770. What should we think of those who live in complete seclusion to escape negative contact with the world?
“It is twice as selfish.”


a) But if they endure such seclusion as a form of atonement, through difficult self-deprivation, is it not praiseworthy?
“The best of all atonements is to do more good than evil. They avoid one wrongdoing but fall into another since they disregard the law of love and charity.”


771. What should we think of people who renounce the world to devote themselves to helping the poor?
“They bring about their own elevation by lowering themselves voluntarily. They have double merit for placing themselves above material pleasures, and doing good by fulfilling the law of labor.”


a) And what about those who retreat from society seeking tranquility for certain kinds of labor?
“Those who retreat from society for such a reason are not selfish. They do not isolate themselves from society, since their work is for the general good.”

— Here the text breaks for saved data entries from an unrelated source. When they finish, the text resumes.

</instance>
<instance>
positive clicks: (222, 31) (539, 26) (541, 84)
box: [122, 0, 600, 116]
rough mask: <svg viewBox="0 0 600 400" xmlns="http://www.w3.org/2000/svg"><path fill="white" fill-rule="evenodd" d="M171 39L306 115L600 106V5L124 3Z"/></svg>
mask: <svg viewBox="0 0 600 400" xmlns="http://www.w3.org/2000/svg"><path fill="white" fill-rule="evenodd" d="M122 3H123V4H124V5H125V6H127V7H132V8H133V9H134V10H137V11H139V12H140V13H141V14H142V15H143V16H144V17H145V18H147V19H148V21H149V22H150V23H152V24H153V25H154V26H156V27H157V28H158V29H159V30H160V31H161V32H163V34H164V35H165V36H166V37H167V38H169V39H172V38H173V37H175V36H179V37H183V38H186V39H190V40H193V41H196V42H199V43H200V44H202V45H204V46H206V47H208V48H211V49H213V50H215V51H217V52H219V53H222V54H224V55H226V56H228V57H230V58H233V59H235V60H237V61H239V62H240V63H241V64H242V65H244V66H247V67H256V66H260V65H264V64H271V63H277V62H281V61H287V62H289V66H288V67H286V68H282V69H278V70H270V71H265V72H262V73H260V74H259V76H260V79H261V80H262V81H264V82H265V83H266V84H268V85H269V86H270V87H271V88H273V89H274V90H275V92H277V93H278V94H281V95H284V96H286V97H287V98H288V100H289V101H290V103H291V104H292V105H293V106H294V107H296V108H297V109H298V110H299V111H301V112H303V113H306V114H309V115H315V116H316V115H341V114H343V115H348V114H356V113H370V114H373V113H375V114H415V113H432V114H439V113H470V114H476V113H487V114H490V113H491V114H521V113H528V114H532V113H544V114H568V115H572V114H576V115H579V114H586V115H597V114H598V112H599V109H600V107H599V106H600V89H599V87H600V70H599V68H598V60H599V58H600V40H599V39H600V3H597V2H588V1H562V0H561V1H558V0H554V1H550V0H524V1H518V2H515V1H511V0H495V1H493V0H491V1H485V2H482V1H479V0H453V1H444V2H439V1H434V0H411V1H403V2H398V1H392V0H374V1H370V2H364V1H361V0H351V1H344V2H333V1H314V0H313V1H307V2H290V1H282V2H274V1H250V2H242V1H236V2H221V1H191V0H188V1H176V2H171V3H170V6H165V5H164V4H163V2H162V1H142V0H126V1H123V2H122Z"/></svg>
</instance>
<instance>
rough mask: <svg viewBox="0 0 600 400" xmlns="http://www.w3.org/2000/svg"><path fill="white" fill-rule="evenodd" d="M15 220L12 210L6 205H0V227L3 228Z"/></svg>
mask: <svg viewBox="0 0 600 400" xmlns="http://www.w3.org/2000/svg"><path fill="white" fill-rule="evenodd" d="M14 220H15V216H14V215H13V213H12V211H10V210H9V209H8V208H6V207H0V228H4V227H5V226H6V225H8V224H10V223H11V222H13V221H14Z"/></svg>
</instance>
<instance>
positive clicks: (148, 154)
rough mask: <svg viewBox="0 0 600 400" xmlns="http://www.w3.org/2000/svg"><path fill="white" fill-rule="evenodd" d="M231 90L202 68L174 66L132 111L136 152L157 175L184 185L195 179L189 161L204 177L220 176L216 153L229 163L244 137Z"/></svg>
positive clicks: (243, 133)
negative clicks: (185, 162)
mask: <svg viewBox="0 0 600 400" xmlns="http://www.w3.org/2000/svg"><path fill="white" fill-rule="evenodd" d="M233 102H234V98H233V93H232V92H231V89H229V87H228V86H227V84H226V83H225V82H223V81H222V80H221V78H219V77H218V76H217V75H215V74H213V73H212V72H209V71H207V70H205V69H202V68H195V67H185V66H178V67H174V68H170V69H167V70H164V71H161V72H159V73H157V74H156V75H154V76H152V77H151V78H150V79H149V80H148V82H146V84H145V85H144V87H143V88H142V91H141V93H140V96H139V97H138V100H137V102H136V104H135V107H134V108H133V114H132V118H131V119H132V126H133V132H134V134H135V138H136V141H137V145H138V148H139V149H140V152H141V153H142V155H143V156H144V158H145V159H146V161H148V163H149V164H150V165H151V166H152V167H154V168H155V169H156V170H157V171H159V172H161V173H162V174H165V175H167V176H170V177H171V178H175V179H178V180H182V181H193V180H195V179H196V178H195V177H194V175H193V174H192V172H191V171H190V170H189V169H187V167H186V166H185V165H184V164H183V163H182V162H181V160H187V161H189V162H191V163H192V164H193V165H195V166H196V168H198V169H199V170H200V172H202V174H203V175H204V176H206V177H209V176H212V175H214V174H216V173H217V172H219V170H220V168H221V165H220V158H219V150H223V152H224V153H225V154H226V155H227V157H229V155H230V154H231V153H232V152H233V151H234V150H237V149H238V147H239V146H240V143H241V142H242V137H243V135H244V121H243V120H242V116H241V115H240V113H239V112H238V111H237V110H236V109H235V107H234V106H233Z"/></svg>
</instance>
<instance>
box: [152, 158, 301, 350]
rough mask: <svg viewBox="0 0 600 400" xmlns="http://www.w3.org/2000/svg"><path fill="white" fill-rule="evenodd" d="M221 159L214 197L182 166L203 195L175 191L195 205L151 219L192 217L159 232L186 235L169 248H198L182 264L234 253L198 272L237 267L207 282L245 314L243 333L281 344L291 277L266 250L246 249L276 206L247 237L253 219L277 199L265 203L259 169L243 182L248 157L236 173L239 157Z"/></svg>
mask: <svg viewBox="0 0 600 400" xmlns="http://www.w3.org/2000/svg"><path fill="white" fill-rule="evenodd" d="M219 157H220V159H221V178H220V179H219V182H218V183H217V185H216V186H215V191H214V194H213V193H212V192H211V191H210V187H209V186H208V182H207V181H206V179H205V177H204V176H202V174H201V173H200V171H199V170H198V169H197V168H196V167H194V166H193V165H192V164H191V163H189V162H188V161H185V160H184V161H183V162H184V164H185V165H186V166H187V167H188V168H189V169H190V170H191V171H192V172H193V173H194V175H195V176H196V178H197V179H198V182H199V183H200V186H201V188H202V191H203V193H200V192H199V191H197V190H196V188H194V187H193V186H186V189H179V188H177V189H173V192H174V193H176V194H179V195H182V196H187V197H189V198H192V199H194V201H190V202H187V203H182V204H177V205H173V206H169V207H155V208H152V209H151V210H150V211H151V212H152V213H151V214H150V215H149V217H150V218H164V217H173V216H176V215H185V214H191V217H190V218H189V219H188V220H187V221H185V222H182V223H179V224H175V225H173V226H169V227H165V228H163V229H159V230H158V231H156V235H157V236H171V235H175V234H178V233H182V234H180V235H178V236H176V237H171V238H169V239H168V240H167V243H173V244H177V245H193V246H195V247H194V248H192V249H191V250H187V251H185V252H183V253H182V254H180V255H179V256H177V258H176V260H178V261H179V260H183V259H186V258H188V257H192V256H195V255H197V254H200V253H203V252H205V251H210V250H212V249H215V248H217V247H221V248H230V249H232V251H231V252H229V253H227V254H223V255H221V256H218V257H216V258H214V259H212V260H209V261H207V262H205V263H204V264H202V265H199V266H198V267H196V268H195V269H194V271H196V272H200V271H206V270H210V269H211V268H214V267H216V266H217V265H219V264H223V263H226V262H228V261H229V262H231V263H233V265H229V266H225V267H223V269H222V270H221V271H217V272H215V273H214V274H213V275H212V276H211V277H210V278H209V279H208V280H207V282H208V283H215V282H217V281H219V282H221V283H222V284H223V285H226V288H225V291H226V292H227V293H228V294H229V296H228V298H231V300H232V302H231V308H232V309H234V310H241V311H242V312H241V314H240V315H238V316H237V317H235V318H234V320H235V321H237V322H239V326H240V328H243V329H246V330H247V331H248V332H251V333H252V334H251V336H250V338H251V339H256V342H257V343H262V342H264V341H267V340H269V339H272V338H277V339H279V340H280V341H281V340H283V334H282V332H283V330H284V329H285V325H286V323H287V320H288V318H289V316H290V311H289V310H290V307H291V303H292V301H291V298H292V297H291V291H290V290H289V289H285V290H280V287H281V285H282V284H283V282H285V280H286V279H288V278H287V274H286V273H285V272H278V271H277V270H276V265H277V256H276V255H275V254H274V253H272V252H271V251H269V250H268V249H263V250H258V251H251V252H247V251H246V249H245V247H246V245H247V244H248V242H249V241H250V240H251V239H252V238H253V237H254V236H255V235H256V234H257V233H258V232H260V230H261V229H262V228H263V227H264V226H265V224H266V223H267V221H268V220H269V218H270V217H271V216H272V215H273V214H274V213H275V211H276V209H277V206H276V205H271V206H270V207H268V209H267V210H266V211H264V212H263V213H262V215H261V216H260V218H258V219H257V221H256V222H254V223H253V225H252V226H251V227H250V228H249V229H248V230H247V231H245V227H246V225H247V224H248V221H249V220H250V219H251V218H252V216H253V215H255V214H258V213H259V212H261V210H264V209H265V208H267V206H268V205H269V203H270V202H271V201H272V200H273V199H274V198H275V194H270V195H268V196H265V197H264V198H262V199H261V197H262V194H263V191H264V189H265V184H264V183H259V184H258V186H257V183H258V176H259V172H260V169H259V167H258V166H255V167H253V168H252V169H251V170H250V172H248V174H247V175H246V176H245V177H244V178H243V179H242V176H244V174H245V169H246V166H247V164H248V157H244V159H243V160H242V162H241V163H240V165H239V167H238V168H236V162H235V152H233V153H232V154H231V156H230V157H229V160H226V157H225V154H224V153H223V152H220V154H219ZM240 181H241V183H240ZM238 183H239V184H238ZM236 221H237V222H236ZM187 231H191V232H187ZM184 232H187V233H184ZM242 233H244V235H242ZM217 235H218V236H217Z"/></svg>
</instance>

772. What should we think of the vow of silence prescribed by certain religious groups since ancient times?
“You should ask yourselves whether speech is found in nature, and why God has created it. God condemns the abuse, but not the use, of the faculties that have been gifted to humankind. Silence is useful because you gather your thoughts when you practice it. Your spirit has more freedom and can enter into more intimate communication with us. However, a vow of silence is absurd. Those who view these voluntary deprivations as acts of virtue are prompted by a good intention, but they make a mistake in doing this because they do not truly understand God’s laws.”


The vow of silence, as the vow of isolation, deprives human beings of the social interactions that provide the opportunities of doing good and fulfilling the law of progress.